# Predicting reader’s book rating from their written reviews: A test by genre

__Capstone 1 Milestone Report__
***
Outline of Report
* [Define the Problem](#Define-the-problem)
* [Identify client](#Identify-client)
* [Description of data sets](#Description-of-data-sets)
    * [Methods for cleaning & wrangling](#Methods-for-cleaning-&-wrangling)
    * [Data section conclusions](#Data-section-conclusions)
* [List of other potential data sets](#List-of-other-potential-data-sets)
* [Explaination of initial findings](#Explaination-of-initial-findings)
* [Sources](#Sources)

## Define the problem <a name="Define-the-problem"></a>
When consumers consider purchasing a product, they often turn to reviews and ratings submitted by other customers to determine if the purchase is worthwhile. Conversely, retailers depend on honest and accurate reviews and ratings to ensure subsequent buyers can make informed purchases. On average customers read more than two Yelp reviews before deciding to use a business (Rudolph 2015). Further, a one-star increase in ratings on Yelp leads to a 5-9% increase in revenue for a business (Rudolph 2015). Like business ratings, product ratings and reviews also affect sales. Therefore, accurate and error-free reviews and ratings are extremely valuable to retailers. The sentiment captured in the text of a review should be reflected in the star rating. One-star ratings potentially have a big negative effect on sales, so retailers need tools to flag incongruous reviews and ratings that may indicate user error. Similarly, high ratings paired with scathing review-text may indicate errors or other issues with the product or review system. Can we predict ratings whether ratings are __high__ or __low__ based on review features? For my Capstone project I am building a machine-learning model using Natural Language Processing to predict high and low reviews for distinct sub-genres of books reviewed on Amazon.com. In my models I use review text features to predict ratings and compare predictions to actual ratings.

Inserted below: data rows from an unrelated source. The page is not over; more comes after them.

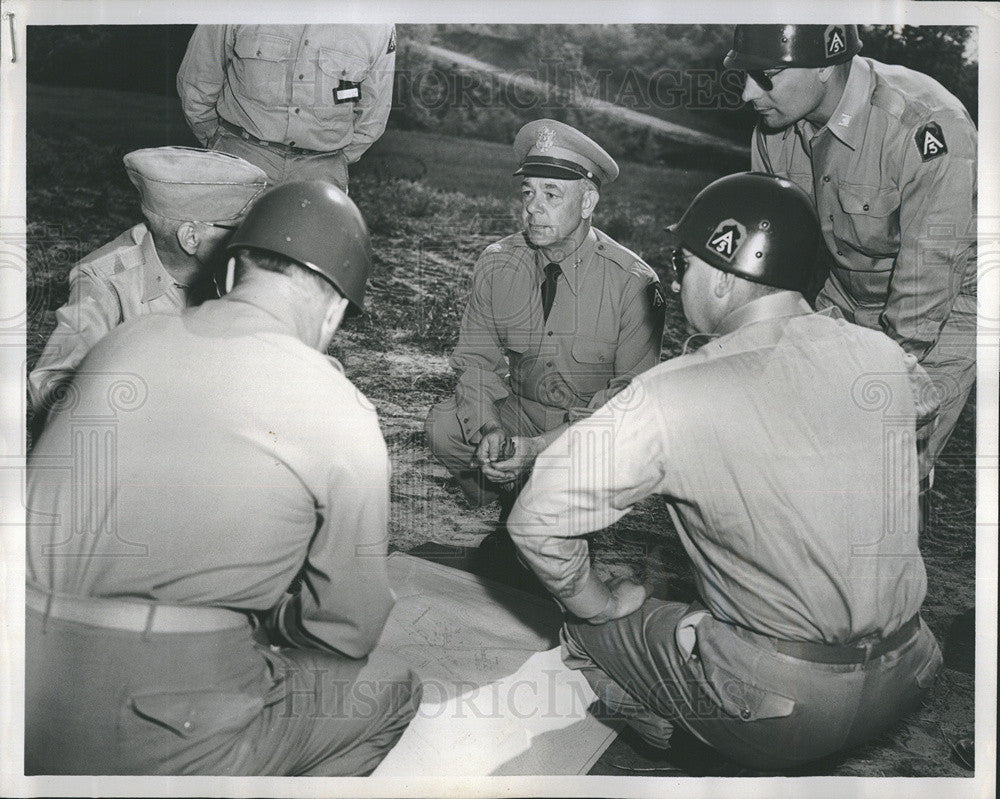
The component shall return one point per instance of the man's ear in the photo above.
(188, 238)
(590, 198)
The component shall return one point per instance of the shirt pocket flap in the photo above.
(197, 713)
(593, 350)
(265, 46)
(868, 200)
(342, 66)
(745, 701)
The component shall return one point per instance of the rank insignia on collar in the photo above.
(930, 141)
(726, 238)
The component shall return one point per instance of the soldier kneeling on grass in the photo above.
(770, 443)
(238, 455)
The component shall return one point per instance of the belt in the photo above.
(140, 617)
(848, 653)
(236, 130)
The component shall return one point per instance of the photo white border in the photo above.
(986, 16)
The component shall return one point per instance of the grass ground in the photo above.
(433, 202)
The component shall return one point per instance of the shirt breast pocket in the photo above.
(870, 219)
(342, 74)
(261, 62)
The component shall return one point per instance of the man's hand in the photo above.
(491, 448)
(626, 597)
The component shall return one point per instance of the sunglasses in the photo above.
(763, 77)
(678, 260)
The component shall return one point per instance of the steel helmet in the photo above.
(315, 224)
(774, 46)
(759, 227)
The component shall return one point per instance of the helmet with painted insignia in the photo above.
(759, 227)
(316, 225)
(781, 46)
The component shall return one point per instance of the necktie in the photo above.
(549, 288)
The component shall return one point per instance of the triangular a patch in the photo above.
(836, 41)
(930, 141)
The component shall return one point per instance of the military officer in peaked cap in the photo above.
(559, 319)
(888, 156)
(191, 199)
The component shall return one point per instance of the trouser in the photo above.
(281, 165)
(449, 445)
(672, 664)
(103, 701)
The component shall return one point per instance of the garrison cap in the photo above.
(186, 184)
(546, 148)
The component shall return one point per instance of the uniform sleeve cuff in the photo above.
(590, 601)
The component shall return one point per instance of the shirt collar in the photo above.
(850, 118)
(766, 308)
(570, 265)
(156, 279)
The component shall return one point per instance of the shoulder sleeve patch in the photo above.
(930, 141)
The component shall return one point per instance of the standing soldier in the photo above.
(889, 159)
(806, 637)
(300, 101)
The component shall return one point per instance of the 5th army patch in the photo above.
(930, 141)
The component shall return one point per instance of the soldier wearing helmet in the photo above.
(888, 157)
(161, 634)
(805, 635)
(191, 200)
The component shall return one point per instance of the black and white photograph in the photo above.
(498, 400)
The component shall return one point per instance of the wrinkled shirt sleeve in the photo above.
(201, 77)
(588, 479)
(639, 340)
(372, 111)
(479, 361)
(345, 595)
(937, 237)
(91, 311)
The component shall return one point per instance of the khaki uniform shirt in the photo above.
(120, 281)
(893, 176)
(605, 327)
(318, 87)
(207, 456)
(786, 450)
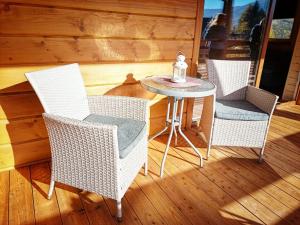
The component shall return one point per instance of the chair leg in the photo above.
(51, 188)
(119, 210)
(146, 168)
(208, 151)
(261, 154)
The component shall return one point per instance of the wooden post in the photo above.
(265, 42)
(195, 57)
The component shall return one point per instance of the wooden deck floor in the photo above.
(232, 188)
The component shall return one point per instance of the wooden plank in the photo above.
(197, 200)
(178, 197)
(12, 78)
(270, 166)
(23, 154)
(96, 209)
(42, 50)
(142, 206)
(232, 186)
(259, 188)
(163, 204)
(71, 208)
(231, 209)
(22, 130)
(46, 211)
(69, 22)
(4, 196)
(259, 171)
(129, 216)
(174, 8)
(21, 209)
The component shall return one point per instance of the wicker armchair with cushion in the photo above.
(98, 143)
(242, 113)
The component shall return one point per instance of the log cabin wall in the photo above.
(293, 74)
(115, 42)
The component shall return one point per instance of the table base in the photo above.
(174, 122)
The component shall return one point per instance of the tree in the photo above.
(249, 18)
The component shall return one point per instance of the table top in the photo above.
(205, 88)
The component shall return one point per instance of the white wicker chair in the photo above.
(231, 79)
(86, 154)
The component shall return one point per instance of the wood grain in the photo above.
(21, 209)
(46, 211)
(174, 8)
(12, 77)
(4, 197)
(18, 106)
(96, 209)
(27, 20)
(41, 50)
(70, 205)
(22, 130)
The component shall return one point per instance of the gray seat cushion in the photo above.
(239, 110)
(130, 131)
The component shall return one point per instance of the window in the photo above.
(281, 28)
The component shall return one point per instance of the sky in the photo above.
(217, 4)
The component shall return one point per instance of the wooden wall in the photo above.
(115, 42)
(294, 70)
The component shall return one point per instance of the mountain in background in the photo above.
(237, 11)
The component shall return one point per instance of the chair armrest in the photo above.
(84, 155)
(262, 99)
(119, 106)
(81, 135)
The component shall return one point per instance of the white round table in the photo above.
(203, 89)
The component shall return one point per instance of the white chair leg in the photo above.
(119, 210)
(261, 154)
(208, 151)
(51, 188)
(146, 168)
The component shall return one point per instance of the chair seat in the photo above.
(239, 110)
(130, 131)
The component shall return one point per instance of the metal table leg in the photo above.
(175, 121)
(174, 115)
(167, 123)
(183, 135)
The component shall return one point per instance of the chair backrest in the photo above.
(61, 91)
(230, 77)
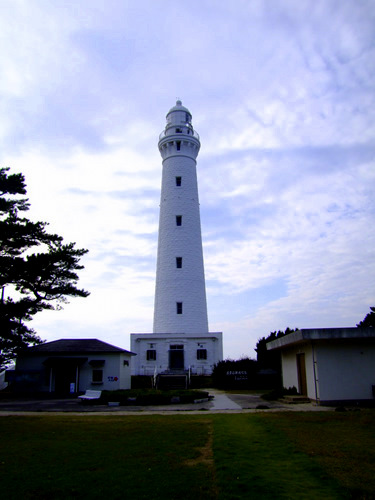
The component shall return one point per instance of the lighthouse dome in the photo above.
(178, 107)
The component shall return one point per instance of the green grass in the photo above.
(268, 455)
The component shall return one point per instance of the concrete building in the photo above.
(71, 366)
(180, 340)
(329, 365)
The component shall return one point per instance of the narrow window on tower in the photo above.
(201, 353)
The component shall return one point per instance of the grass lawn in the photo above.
(264, 455)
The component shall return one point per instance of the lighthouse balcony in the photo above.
(176, 132)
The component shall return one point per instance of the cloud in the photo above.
(283, 101)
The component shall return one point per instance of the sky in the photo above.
(282, 94)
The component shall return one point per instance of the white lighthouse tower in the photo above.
(180, 341)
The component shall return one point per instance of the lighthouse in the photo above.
(180, 295)
(181, 341)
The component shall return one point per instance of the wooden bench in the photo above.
(90, 395)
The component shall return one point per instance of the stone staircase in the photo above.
(172, 380)
(294, 399)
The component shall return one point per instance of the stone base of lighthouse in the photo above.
(174, 353)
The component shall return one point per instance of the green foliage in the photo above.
(38, 270)
(270, 359)
(369, 320)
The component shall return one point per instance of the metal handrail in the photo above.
(192, 133)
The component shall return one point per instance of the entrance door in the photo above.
(176, 357)
(301, 371)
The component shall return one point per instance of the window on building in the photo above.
(97, 377)
(201, 353)
(151, 355)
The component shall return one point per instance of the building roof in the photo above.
(310, 334)
(70, 346)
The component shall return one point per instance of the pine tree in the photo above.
(37, 269)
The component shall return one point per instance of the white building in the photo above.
(70, 366)
(180, 340)
(329, 365)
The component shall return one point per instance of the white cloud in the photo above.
(283, 100)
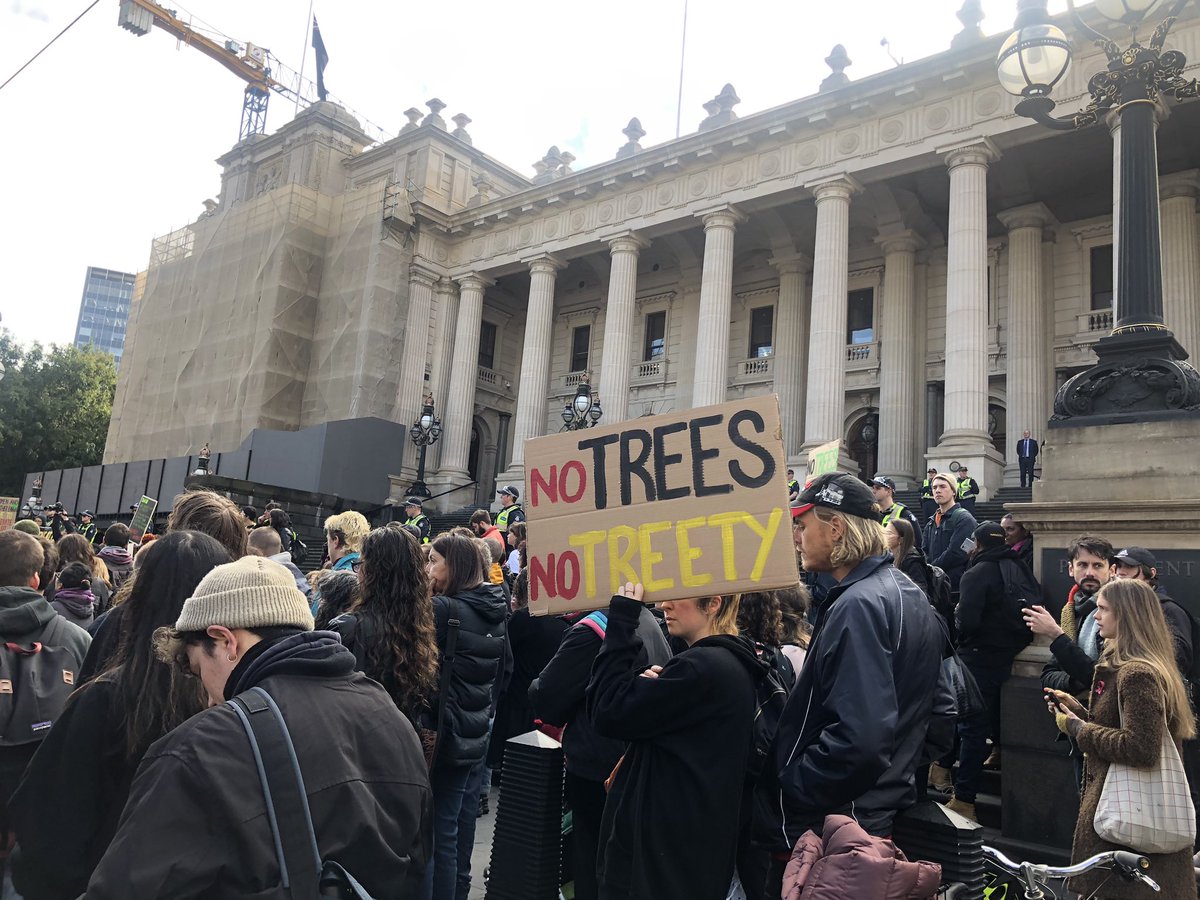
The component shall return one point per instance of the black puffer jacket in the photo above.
(559, 693)
(480, 671)
(855, 725)
(196, 823)
(987, 625)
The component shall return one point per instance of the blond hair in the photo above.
(349, 527)
(1143, 636)
(861, 539)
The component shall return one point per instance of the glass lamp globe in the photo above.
(1129, 12)
(1033, 60)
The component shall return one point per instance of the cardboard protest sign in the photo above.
(143, 516)
(822, 460)
(689, 504)
(9, 509)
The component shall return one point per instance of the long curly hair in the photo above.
(396, 607)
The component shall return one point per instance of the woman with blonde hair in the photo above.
(1137, 693)
(688, 726)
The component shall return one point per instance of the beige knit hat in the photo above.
(253, 592)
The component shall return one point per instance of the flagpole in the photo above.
(304, 55)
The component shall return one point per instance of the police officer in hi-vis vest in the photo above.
(417, 519)
(510, 511)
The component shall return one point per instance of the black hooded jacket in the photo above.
(196, 823)
(670, 826)
(481, 667)
(855, 725)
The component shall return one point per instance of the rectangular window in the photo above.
(581, 346)
(861, 316)
(1102, 277)
(655, 345)
(762, 322)
(487, 345)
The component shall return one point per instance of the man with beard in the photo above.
(1075, 637)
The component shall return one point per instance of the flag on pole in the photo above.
(322, 60)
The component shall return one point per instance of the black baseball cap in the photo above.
(840, 492)
(1135, 556)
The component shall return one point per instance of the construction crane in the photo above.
(247, 61)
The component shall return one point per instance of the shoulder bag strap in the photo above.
(287, 803)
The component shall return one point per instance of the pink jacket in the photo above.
(847, 862)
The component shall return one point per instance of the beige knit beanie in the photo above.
(253, 592)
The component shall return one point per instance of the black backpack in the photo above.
(771, 696)
(35, 683)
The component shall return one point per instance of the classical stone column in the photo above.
(715, 303)
(898, 375)
(1181, 259)
(618, 325)
(412, 389)
(791, 328)
(531, 417)
(825, 403)
(1027, 295)
(460, 403)
(966, 438)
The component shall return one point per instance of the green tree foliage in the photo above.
(54, 408)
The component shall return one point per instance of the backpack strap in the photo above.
(598, 622)
(287, 802)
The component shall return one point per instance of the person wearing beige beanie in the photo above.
(197, 823)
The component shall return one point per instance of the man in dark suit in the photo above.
(1026, 455)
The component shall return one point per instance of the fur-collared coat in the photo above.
(1138, 743)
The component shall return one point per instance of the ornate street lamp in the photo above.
(1141, 373)
(425, 431)
(583, 409)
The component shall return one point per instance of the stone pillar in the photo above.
(898, 375)
(618, 327)
(460, 402)
(531, 415)
(826, 400)
(412, 389)
(791, 327)
(1027, 297)
(715, 303)
(1181, 259)
(965, 438)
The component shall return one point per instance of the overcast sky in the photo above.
(109, 139)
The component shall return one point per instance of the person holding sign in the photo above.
(670, 825)
(851, 736)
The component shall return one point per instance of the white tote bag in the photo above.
(1147, 810)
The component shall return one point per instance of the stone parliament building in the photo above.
(911, 267)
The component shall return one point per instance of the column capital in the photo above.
(1031, 215)
(899, 240)
(791, 263)
(544, 263)
(474, 281)
(1180, 184)
(627, 243)
(724, 216)
(979, 151)
(841, 186)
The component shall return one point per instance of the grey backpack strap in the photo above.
(287, 803)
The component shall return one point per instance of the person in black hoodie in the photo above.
(474, 613)
(990, 633)
(197, 823)
(671, 821)
(71, 798)
(558, 697)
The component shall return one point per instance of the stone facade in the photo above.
(906, 263)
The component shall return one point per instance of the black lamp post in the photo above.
(583, 409)
(1140, 375)
(425, 431)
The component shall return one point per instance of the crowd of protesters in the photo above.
(707, 741)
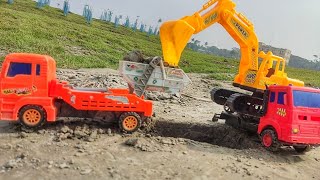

Both consumers and booksellers depend on book reviews and ratings to make informed decisions about purchases and to help with sales. Positive and negative ratings and reviews help buyers and sellers know what to spend money on and what products to avoid. Errors and inconsistencies in these assessments can directly affect sales and customer satisfaction. Here I use features of consumer book review text to determine if reviews can predict ratings. Being able to predict ratings based on review features has multiple benefits: 1) catch errors by reviewers where they accidentally selected the wrong number of stars, 2) suggest ratings when reviewers do not provide a star rating along with their review, 3) flag confusing/incongruous review-rating pairs for revision (by reviewer) or so that they are not featured first in review lists, and potentially 4) identify and flag reviews and ratings that are ‘fake’ or jokes based on the text of the review.

## Identify client
My preliminary clients are booksellers. From small brick-and-mortar bookstores to large online book retailers, booksellers depend on consumer reviews to 1) make decisions on what books to purchase for resale and 2) to promote book sales from their platform. The machine learning algorithm can be used by retailers internally or as part of their review platform used by consumers.
 
Ultimately, my machine-learning algorithm that predicts high and low ratings from review text features can be utilized for any product-category or business. I envision a review platform that facilitates consumer review writing. This platform could incorporate a text editor (like Grammarly) to help reviewers craft clear and effective reviews in addition to suggesting a rating level based on the specific rating system of a given platform. Together these features will help reviewers communicate more clearly and select corresponding ratings more consistently.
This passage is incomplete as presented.